Una giornata speciale per il maresciallo maggiore aiutante Antonio Maria Ledda, che il 9 luglio ha festeggiato il suo 104° compleanno. Accanto ai familiari, i Carabinieri di Vercelli e Borgosesia, insieme ai rappresentanti dell’Associazione Nazionale Carabinieri, hanno voluto portare il proprio saluto e testimoniare un legame che continua nel tempo.
Gli auguri dei Carabinieri della provincia di Vercelli
“Buon compleanno, Maresciallo!”. È iniziata così la giornata dedicata ad Antonio Ledda, celebrata con affetto dai familiari e dall’Arma.
La visita dei Carabinieri ha rappresentato un momento di riconoscenza verso una figura che ha attraversato oltre un secolo di storia, portando con sé memoria, servizio e appartenenza.

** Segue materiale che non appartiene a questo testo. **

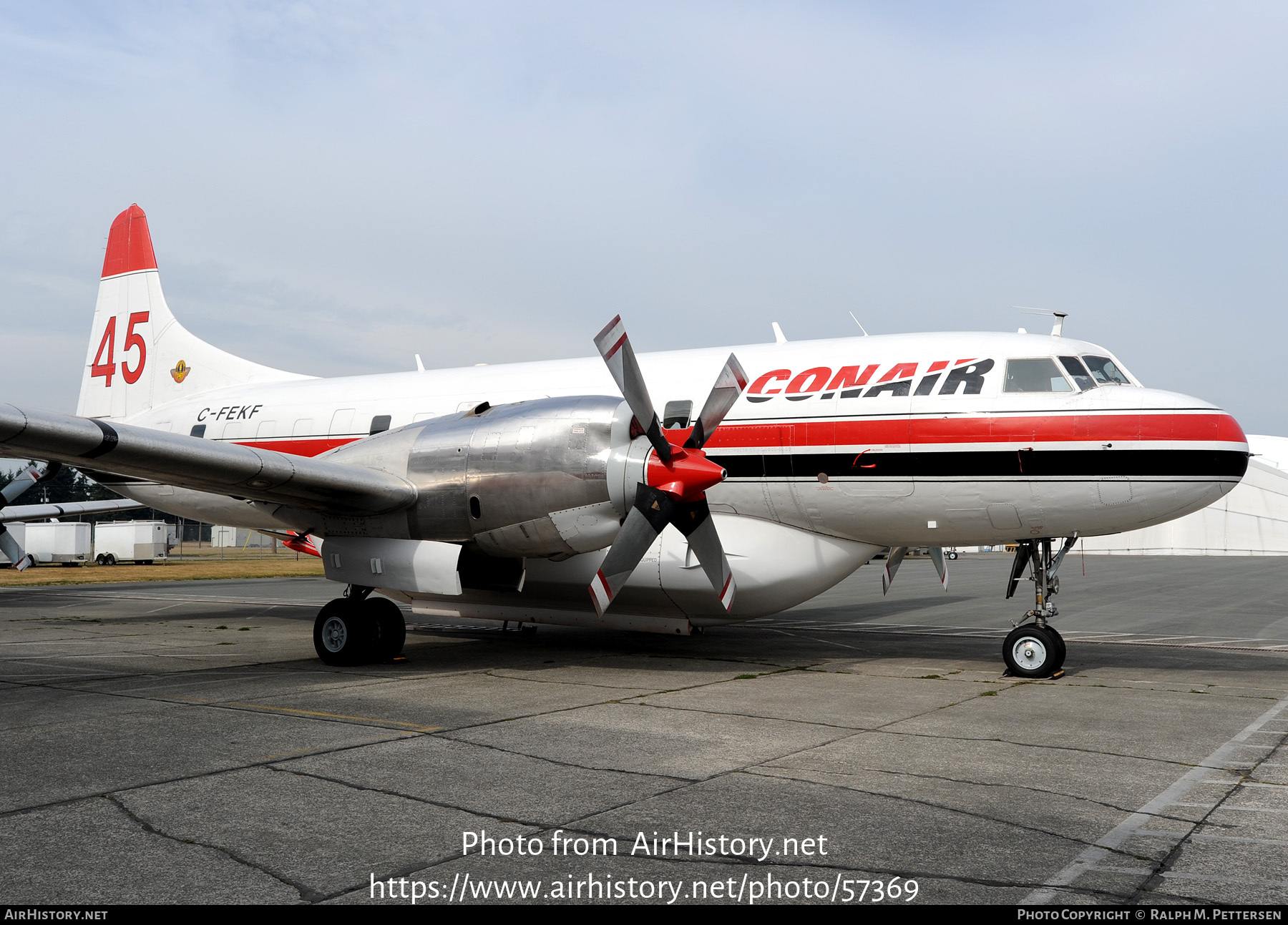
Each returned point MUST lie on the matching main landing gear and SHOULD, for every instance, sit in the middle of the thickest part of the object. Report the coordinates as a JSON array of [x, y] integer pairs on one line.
[[1036, 650], [358, 629]]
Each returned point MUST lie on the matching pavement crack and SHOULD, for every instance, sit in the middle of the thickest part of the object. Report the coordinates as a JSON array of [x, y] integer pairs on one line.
[[304, 891]]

Una vita nell’Arma dal 1940
Classe 1922, il maresciallo Ledda è entrato nell’Arma dei Carabinieri nel 1940, in un periodo storico particolarmente difficile. Nel corso della sua carriera ha prestato servizio in Piemonte e a Roma, anche presso il Comando Carabinieri Presidenziale al Quirinale.
Ha lasciato il servizio attivo nel 1978, concludendo il proprio percorso professionale dopo sei anni al comando della Stazione di Varallo.
La lettera del Comandante Generale
In occasione del compleanno è stata recapitata anche una lettera del Comandante Generale dell’Arma dei Carabinieri, generale di Corpo d’Armata Salvatore Luongo.
Nel suo scritto autografo, il Comandante Generale ha sottolineato il valore dell’Arma come “grande famiglia”, capace di celebrare e mantenere vivo il legame con i Carabinieri in congedo.
Il dono simbolico e i ricordi di una vita in uniforme
Insieme alla lettera è arrivato anche un presente simbolico: una bandoliera in cristallo. Il maresciallo Ledda ha voluto esporla nella sala in cui ha accolto i presenti, accanto ad altri ricordi dell’Arma, memorabilia e riconoscimenti raccolti nel corso di una vita in uniforme al servizio della collettività.
Un compleanno che diventa memoria condivisa
Il 104° compleanno del maresciallo Antonio Ledda non è stato soltanto un momento familiare, ma anche un’occasione per rendere omaggio a una lunga storia di servizio.
La presenza dei Carabinieri e dell’Associazione Nazionale Carabinieri ha restituito il senso di una comunità che non dimentica chi ha indossato la divisa e ha dedicato la propria vita alla sicurezza e al bene dei cittadini.